With the widespread use of antibiotics and dramatic improvement in patients survival, newer organisms, such as Stenotrophomonas maltophilia (Denton et al, 1996; Denton et al, 1998; Talmaciu et al, 2000; Krzewinski et al, 2001), Achromobacter xylosoxidans (Dunne & Maisch, 1995; Krzewinski et al, 2001; Tan et al, 2002) and nontuberculous mycobacteria (Tomashefski et al, 1996; Torrens et al, 1998; Olivier et al, 2003) are becoming more widespread.

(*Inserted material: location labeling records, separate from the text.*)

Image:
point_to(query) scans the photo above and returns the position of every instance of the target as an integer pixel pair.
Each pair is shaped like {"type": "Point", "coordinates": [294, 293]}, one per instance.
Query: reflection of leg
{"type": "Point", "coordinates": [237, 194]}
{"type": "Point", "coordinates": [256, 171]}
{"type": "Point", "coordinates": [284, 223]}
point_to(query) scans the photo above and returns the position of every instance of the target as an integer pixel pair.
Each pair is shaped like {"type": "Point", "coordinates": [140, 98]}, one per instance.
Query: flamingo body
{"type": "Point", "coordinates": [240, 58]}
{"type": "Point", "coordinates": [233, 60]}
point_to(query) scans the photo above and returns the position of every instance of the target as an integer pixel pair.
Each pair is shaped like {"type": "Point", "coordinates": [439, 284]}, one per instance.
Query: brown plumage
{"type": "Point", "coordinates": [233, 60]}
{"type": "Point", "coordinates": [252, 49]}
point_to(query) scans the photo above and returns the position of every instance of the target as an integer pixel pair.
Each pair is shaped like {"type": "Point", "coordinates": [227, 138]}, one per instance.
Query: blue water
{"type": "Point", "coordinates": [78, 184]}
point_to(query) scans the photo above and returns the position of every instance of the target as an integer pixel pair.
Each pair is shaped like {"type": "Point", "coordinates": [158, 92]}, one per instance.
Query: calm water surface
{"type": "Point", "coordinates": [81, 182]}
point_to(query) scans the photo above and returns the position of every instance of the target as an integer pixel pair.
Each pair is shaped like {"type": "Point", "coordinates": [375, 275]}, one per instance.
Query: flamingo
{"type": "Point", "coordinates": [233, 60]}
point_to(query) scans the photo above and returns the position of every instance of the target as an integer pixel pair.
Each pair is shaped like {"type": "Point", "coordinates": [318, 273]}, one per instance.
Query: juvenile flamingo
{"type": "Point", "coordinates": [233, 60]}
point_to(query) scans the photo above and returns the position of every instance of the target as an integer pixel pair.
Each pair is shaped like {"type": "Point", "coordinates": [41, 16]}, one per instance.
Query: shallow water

The reasons for their emergence are complex but may relate to the selective pressure exerted by repeated exposure to antibiotic therapy, improved laboratory isolation techniques and enhanced reporting. All may be associated with either simple colonisation or respiratory exacerbations in those persistently colonised with large numbers of these organisms.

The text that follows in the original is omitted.